Institutions are "stable, valued, recurring patterns of behavior". As structures or mechanisms of social order, they govern the behaviour of a set of individuals within a given community. Institutions are identified with a social purpose, transcending individuals and intentions by mediating the rules that govern living behavior.
The term "institution" commonly applies to both informal institutions such as customs, or behavior patterns important to a society, and to particular formal institutions created by entities such as the government and public services. Primary or meta-institutions are institutions such as the family that are broad enough to encompass other institutions.
As structures and mechanisms of social order, institutions are a principal object of study in social sciences such as political science, anthropology, economics, and sociology (the latter described by Émile Durkheim as the "science of institutions, their genesis and their functioning"). Institutions are also a central concern for law, the formal mechanism for political rule-making and enforcement.

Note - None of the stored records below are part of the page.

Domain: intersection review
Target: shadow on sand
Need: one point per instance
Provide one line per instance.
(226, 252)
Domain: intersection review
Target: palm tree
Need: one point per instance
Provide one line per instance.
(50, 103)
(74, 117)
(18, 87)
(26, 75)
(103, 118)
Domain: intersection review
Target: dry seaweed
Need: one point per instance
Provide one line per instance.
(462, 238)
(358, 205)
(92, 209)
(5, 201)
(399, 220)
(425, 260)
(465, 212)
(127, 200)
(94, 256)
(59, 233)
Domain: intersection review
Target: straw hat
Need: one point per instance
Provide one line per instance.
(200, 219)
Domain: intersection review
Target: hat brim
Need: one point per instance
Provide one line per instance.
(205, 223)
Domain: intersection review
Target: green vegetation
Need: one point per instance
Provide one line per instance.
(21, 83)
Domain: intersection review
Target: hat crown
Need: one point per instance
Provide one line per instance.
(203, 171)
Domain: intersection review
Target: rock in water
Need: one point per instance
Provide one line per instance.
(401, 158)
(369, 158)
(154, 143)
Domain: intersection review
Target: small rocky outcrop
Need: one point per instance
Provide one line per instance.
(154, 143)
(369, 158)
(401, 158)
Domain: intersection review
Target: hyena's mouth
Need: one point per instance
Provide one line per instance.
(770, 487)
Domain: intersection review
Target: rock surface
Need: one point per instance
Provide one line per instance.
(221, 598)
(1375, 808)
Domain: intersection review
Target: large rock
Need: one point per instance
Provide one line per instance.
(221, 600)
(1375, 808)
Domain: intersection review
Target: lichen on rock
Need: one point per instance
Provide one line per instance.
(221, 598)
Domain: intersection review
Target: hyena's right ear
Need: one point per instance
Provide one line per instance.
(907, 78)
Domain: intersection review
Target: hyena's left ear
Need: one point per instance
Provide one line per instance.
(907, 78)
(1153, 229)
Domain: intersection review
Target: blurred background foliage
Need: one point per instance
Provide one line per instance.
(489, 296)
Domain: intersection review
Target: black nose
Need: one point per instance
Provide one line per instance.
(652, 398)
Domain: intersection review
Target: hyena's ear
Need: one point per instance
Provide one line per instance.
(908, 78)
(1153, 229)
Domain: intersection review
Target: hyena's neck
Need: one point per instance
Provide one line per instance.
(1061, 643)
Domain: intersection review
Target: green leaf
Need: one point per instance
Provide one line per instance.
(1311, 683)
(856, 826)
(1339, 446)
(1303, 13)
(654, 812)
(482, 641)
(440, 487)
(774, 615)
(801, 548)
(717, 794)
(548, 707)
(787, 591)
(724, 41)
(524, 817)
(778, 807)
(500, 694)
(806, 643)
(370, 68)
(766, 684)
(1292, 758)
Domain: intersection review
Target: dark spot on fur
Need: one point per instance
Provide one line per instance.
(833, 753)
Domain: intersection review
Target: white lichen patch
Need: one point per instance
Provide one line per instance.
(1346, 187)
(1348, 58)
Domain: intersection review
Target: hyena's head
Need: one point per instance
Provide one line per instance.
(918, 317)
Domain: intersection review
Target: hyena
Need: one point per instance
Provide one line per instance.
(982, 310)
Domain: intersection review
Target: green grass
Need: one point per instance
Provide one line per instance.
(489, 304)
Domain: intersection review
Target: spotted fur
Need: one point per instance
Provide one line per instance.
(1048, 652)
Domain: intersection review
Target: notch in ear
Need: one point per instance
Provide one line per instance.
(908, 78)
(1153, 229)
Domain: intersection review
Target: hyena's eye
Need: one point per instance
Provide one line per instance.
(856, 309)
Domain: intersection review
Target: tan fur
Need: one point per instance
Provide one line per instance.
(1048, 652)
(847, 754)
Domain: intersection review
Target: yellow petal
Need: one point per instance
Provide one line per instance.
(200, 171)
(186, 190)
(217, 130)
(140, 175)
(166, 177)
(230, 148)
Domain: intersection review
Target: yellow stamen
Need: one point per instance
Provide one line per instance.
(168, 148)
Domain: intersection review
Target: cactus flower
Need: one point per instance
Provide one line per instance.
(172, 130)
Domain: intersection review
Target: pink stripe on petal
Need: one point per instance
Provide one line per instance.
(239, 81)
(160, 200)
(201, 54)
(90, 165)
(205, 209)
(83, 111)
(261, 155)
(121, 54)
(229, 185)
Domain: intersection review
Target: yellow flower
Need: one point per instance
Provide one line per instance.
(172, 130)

People may deliberately create individual, formal organizations commonly identified as "institutions"—but the development and function of institutions in society in general may be regarded as an instance of emergence. That is, institutions arise, develop and function in a pattern of social self-organization beyond conscious intentions of the individuals involved.
As mechanisms of social interaction, institutions manifest in both formal organizations, such as the U.S. Congress, or the Roman Catholic Church, and, also, in informal social order and organization, reflecting human psychology, culture, habits and customs, and encompassing subjective experience of meaningful enactments. Formal institutions are explicitly set forth by a relevant authority and informal institutions are generally unwritten societal rules, norms, and traditions.